The wave function of a particle near the barrier (or the "wall" of the finite potential well) is

`Psi(x) = Ae^(-alphax)`  , where

`alpha = 2pisqrt((2m(U_0 - E))/h^2)` . Here, `U_0` is the depth of the well, and m and E are the mass and the energy of the particle, respectively.
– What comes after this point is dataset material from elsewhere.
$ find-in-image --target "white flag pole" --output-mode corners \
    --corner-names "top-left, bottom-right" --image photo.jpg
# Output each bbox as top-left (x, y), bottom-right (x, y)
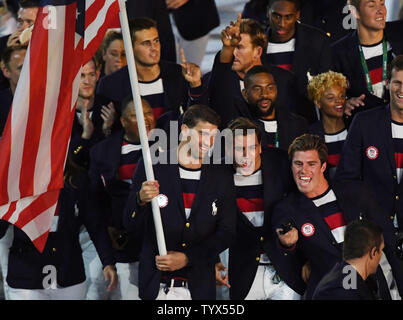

The constant `alpha` determines the penetration distance (depth), which equals `1/alpha` . This is a distance over which the wave function becomes 1/e of its initial value.

In the given problem, the particle is an electron with the mass`m_e = 9.1*10^(-31) kg=0.5 (MeV)/c^2`

and the energy E = 2.5 eV.

The penetration depth is then

`1/alpha = h/(2pisqrt(2m_e(U_0 - E)))`

= `(ch)/(2pisqrt(2*0.5*10^6 eV (3 eV - 2.5 eV))) = (3*10^8*4.14*10^(-15) eVs)/(2pisqrt(0.5*10^6))=2.8*10^(-10) m`

This is the same as 0.28 nm, which approximately equals your answer. The discrepancy might be due to my rounding the Planck's constant (I used 4.14*10^(-15) eV*s instead of 4.136*10^(-15) eV*s.)